Growing up our parents, grandparents and teachers taught us to always be kind and share our toys with others. As adults, we never anticipated that these values would be taken so literally. The rise of the sharing economy has us sharing our homes, our cars and other resources with complete strangers and feeling good about it! Or do we?
We’re seeing all kinds of these sharing economy “pioneers” popping up lately but what does this mean for traditional vendors and what are the risks involved? With companies like Airbnb, Uber and DogVacay, anyone can source out reliable services without emptying their bank account. Airbnb allows anyone with access to the internet the ability to seek out and book unique and economical accommodations in over 190 countries without the high costs of a traditional hotel. Uber offers a service to connect drivers and passengers creating an opportunity for average commuters to make a few dollars while offering passengers a ride that costs on average 1.5x less than a taxi. And of course, there is even money saving services for dog lovers. DogVacay offers dog owners a network of local “Pet Sitters” near your home that you can browse for and book online and offering another option to a kennel. With DogVacay, your beloved pooch will be cared for in the comforts of someone’s home rather than the confines of a kennel and often at a lower price!
Millennials are a large part of this sharing economy and its acceptance in society. They are part of a “post-ownership” generation where owning something does not have the same value as it used to. They would rather utilize their funds in other ways than home or car ownership.
With all of these great benefits in mind; lower costs, ease of use and unique opportunities, why are so many people so hesitant to take advantage of these services. Well, there is something to be said about the comforts of traditional service providers and the sense of safety we associate with that established business model.
While some seem to show no discomfort with this new sharing economy. For them a raving review on a blog site holds just as much merit as a five star rating on a hotel’s name and a “thumbs up” of approval makes them feel okay about hopping into a car with a complete stranger.

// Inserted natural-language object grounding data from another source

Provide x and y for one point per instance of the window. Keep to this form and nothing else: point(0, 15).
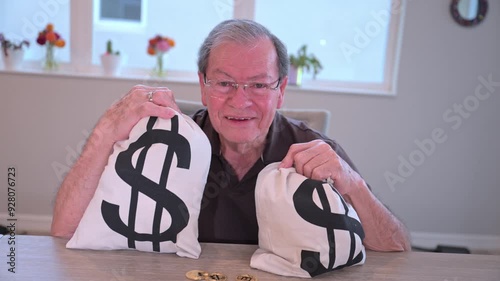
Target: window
point(168, 18)
point(124, 10)
point(22, 20)
point(356, 41)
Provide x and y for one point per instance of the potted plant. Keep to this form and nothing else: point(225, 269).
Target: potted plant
point(159, 46)
point(300, 62)
point(50, 39)
point(12, 53)
point(111, 60)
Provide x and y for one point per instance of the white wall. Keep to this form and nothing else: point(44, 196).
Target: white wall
point(454, 191)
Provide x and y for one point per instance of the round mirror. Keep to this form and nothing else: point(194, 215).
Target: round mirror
point(468, 12)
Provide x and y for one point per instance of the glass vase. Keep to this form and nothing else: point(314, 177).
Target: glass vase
point(50, 60)
point(158, 70)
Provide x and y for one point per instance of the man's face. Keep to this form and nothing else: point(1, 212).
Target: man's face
point(240, 116)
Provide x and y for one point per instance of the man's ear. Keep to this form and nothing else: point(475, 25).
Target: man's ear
point(281, 97)
point(202, 88)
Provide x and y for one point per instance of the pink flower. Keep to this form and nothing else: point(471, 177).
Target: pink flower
point(163, 46)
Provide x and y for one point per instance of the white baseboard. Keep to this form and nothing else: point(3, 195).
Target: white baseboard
point(470, 241)
point(30, 224)
point(40, 224)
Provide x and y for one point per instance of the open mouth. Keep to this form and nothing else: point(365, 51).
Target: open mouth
point(231, 118)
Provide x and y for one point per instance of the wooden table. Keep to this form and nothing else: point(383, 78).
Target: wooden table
point(46, 258)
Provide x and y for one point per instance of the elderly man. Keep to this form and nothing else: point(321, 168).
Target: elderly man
point(242, 71)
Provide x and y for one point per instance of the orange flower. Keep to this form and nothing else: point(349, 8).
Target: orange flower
point(151, 50)
point(60, 43)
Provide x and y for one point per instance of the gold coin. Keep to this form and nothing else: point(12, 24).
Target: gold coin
point(196, 274)
point(246, 277)
point(216, 276)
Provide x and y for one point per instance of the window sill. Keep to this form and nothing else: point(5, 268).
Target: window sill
point(143, 76)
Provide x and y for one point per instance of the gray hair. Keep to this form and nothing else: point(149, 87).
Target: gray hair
point(244, 32)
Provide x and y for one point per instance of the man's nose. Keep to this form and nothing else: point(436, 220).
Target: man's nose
point(241, 97)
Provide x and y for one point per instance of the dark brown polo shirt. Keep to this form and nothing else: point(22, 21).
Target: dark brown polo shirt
point(228, 206)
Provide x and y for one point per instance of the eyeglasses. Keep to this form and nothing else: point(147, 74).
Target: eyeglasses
point(224, 87)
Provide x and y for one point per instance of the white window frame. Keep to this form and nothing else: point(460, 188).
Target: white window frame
point(81, 49)
point(119, 25)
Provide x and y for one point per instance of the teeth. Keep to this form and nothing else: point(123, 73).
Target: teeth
point(236, 118)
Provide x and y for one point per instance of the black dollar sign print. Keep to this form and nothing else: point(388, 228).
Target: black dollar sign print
point(323, 217)
point(164, 198)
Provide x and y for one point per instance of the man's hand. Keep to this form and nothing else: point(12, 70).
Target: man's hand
point(118, 120)
point(317, 160)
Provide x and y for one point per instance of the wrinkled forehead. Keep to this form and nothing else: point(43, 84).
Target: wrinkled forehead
point(244, 60)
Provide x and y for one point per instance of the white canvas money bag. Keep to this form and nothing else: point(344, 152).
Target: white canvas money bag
point(306, 228)
point(149, 195)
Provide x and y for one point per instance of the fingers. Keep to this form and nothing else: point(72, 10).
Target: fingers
point(141, 101)
point(315, 159)
point(154, 101)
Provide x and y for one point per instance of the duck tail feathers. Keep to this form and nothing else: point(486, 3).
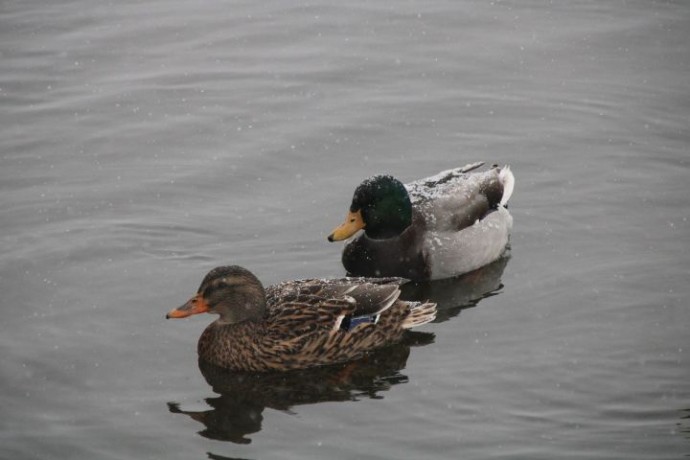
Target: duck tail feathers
point(508, 180)
point(420, 313)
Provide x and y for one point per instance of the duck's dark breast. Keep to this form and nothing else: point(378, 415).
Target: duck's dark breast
point(399, 256)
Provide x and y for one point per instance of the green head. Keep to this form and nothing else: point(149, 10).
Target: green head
point(381, 206)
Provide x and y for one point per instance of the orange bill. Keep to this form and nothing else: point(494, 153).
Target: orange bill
point(194, 306)
point(353, 223)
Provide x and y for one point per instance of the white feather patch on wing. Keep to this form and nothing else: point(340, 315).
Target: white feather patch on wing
point(508, 180)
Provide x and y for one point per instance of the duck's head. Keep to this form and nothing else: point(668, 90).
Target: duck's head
point(232, 292)
point(381, 206)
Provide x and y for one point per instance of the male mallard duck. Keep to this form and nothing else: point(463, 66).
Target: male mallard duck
point(438, 227)
point(298, 324)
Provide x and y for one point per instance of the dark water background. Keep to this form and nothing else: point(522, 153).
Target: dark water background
point(144, 142)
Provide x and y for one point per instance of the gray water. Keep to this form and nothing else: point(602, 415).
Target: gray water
point(143, 143)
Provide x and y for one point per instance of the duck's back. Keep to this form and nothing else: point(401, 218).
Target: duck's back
point(455, 199)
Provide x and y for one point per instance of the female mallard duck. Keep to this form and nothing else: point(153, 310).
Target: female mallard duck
point(438, 227)
point(298, 324)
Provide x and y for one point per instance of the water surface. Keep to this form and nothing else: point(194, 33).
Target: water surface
point(143, 143)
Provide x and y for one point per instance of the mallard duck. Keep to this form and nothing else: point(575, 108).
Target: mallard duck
point(433, 228)
point(298, 324)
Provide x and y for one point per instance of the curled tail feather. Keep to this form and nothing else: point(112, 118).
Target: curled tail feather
point(420, 313)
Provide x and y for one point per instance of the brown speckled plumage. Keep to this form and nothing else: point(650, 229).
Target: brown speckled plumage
point(299, 324)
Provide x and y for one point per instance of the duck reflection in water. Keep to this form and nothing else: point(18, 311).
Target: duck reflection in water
point(243, 396)
point(237, 411)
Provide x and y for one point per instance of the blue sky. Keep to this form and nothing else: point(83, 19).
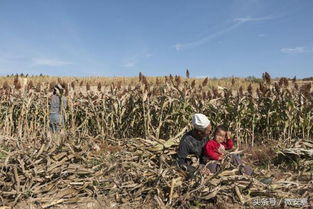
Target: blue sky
point(212, 38)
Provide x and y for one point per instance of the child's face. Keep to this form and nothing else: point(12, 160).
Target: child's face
point(220, 136)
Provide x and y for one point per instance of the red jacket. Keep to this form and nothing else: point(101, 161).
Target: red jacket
point(212, 146)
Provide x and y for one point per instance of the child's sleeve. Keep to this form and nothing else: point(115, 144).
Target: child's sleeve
point(229, 144)
point(209, 150)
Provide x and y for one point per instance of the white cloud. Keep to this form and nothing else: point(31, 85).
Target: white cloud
point(49, 62)
point(296, 50)
point(262, 35)
point(236, 23)
point(133, 60)
point(251, 19)
point(129, 64)
point(148, 55)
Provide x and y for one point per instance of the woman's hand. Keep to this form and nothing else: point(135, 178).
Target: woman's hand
point(228, 135)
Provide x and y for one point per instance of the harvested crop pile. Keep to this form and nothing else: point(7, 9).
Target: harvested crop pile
point(129, 173)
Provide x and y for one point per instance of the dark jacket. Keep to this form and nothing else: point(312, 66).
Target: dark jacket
point(190, 145)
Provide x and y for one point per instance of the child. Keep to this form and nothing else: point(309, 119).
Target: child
point(215, 149)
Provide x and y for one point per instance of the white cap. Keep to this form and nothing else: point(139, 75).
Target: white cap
point(200, 121)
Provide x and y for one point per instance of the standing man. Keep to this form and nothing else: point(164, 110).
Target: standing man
point(57, 109)
point(193, 141)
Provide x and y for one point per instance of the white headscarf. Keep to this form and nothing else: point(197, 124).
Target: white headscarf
point(200, 121)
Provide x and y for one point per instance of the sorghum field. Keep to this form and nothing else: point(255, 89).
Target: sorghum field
point(118, 147)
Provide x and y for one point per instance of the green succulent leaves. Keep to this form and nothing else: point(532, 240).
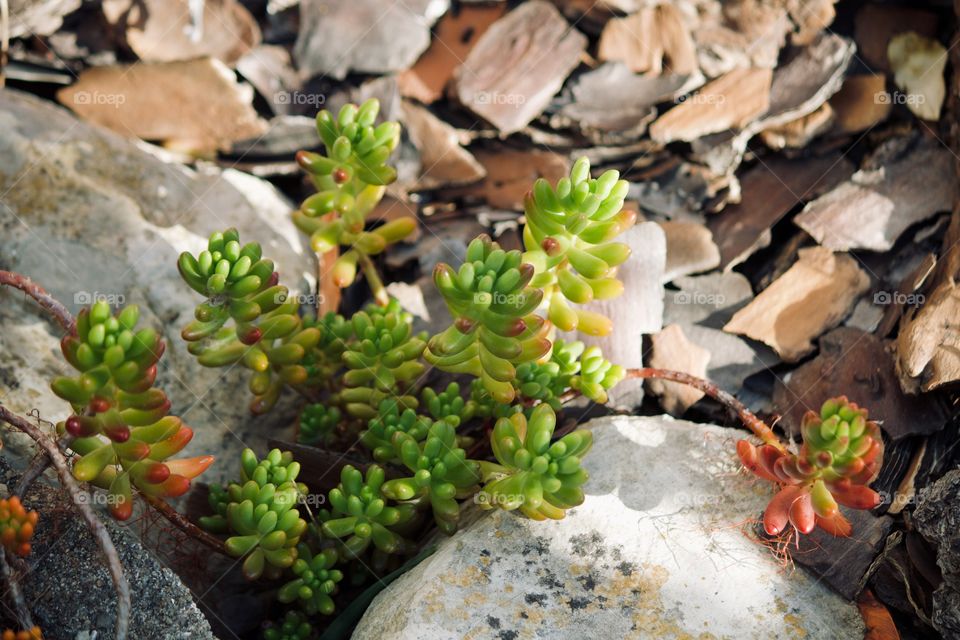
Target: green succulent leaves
point(248, 318)
point(568, 237)
point(494, 326)
point(540, 479)
point(351, 180)
point(360, 516)
point(316, 580)
point(120, 425)
point(841, 455)
point(261, 511)
point(441, 473)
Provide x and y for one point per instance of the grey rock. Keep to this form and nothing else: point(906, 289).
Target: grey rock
point(87, 213)
point(937, 518)
point(69, 590)
point(365, 36)
point(654, 552)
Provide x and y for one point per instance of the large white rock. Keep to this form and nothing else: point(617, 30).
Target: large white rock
point(658, 550)
point(85, 212)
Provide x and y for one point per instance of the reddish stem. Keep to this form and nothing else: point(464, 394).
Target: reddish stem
point(53, 306)
point(747, 417)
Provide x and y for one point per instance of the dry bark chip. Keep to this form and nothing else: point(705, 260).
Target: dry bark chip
point(196, 103)
point(163, 30)
point(814, 295)
point(729, 102)
point(518, 65)
point(876, 205)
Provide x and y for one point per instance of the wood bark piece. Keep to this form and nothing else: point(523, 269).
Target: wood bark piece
point(876, 24)
point(197, 103)
point(518, 65)
point(611, 103)
point(729, 102)
point(861, 103)
point(364, 36)
point(814, 295)
point(928, 346)
point(510, 173)
point(654, 39)
point(443, 162)
point(860, 365)
point(690, 249)
point(770, 191)
point(455, 35)
point(918, 65)
point(163, 30)
point(877, 204)
point(671, 349)
point(638, 311)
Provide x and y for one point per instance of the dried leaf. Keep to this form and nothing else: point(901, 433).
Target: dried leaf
point(163, 30)
point(814, 295)
point(196, 103)
point(672, 350)
point(876, 205)
point(518, 65)
point(729, 102)
point(455, 35)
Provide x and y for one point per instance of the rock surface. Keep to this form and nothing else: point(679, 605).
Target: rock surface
point(87, 213)
point(656, 551)
point(67, 570)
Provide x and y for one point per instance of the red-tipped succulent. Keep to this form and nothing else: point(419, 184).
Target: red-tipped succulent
point(841, 455)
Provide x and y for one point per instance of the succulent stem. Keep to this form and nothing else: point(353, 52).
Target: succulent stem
point(747, 417)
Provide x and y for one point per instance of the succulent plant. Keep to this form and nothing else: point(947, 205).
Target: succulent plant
point(568, 238)
point(378, 436)
point(261, 511)
point(383, 359)
point(351, 180)
point(316, 581)
point(247, 318)
point(448, 405)
point(841, 455)
point(30, 634)
point(120, 424)
point(441, 474)
point(294, 626)
point(494, 326)
point(360, 516)
point(540, 479)
point(16, 526)
point(318, 424)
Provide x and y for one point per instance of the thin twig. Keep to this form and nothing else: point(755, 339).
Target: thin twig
point(747, 417)
point(38, 465)
point(16, 595)
point(181, 522)
point(82, 503)
point(60, 313)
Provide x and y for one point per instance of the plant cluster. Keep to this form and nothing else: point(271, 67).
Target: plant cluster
point(841, 455)
point(120, 425)
point(16, 526)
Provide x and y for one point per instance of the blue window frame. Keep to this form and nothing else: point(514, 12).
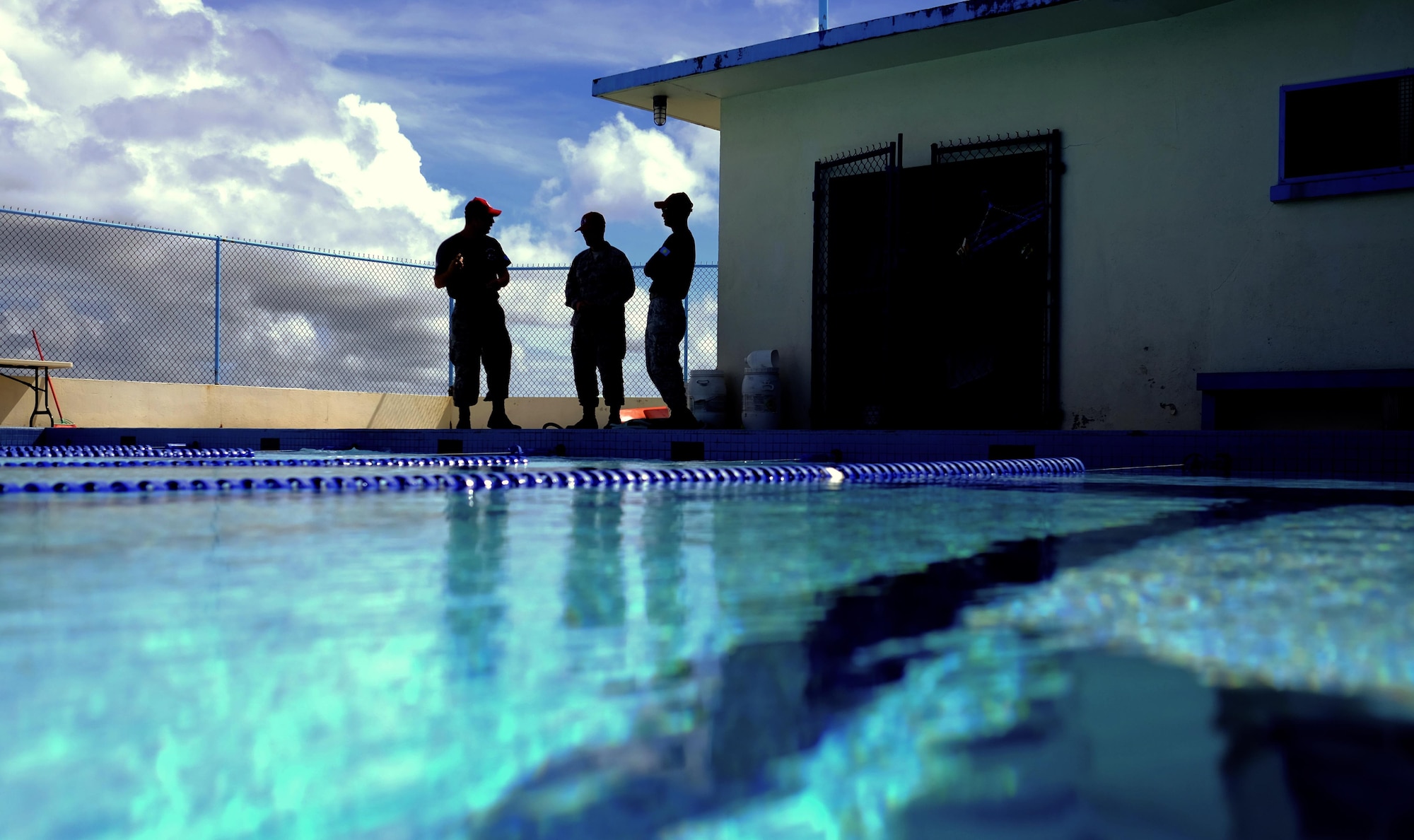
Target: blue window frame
point(1347, 136)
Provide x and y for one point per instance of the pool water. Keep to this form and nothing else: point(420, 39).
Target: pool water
point(1129, 657)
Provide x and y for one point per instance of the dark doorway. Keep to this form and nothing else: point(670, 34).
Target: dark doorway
point(938, 302)
point(855, 228)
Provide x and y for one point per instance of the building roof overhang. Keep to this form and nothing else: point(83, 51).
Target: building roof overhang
point(696, 87)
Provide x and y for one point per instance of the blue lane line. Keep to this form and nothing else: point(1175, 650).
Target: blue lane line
point(460, 462)
point(473, 482)
point(110, 452)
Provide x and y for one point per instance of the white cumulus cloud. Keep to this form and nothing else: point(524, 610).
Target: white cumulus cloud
point(621, 170)
point(168, 114)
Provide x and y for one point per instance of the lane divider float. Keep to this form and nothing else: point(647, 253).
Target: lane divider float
point(662, 476)
point(111, 452)
point(460, 462)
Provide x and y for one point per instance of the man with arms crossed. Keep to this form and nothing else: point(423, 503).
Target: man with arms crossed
point(599, 286)
point(473, 269)
point(671, 271)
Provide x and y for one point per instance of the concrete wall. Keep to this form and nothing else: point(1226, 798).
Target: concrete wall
point(158, 405)
point(1174, 261)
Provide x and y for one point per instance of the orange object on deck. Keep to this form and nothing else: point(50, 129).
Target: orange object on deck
point(650, 414)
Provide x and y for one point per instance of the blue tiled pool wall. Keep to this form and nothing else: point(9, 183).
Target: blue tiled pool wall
point(1320, 455)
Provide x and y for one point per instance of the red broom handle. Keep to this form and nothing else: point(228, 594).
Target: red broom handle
point(47, 381)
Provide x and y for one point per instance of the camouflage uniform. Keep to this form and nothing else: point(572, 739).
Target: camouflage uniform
point(480, 339)
point(667, 327)
point(479, 325)
point(672, 274)
point(602, 282)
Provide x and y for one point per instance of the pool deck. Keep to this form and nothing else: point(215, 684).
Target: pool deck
point(1388, 456)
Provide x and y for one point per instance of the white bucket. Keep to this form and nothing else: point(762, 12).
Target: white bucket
point(761, 392)
point(708, 398)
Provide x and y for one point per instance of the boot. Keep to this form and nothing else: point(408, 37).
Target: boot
point(498, 416)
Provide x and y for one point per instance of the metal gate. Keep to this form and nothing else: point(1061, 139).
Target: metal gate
point(856, 207)
point(1033, 223)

Others however worry about the safety precautions in place for the consumer of these services. Were there background checks completed on the person I am about to get into a car with? Is their license current and do they possess a perfect driving record? Will the home or apartment I have rented be clean and tidy and will it be pet/smoke free as promised? Will the people taking care of my beloved dog treat him or her with the utmost kindness and love just as I would? While any of these things can go just as easily awry with a reputable service provider, we have a tendency to feel better about it when there is a large company name behind it.
These hesitant consumers are not the only ones to disapprove of these new sharing services – traditional vendors aren’t too happy about it either. There are stories of taxi drivers in Paris rioting and burning cars in protest of Uber and lobbying in New York City by the city’s hotels to have Airbnb banned. It seems that not everyone is on the same page!
The adHOME employees each had their own opinions on the rise of this new sharing economy and the services being offered and it seems that we aren’t all on the same page either. What do you think? Would you give one of these services a try?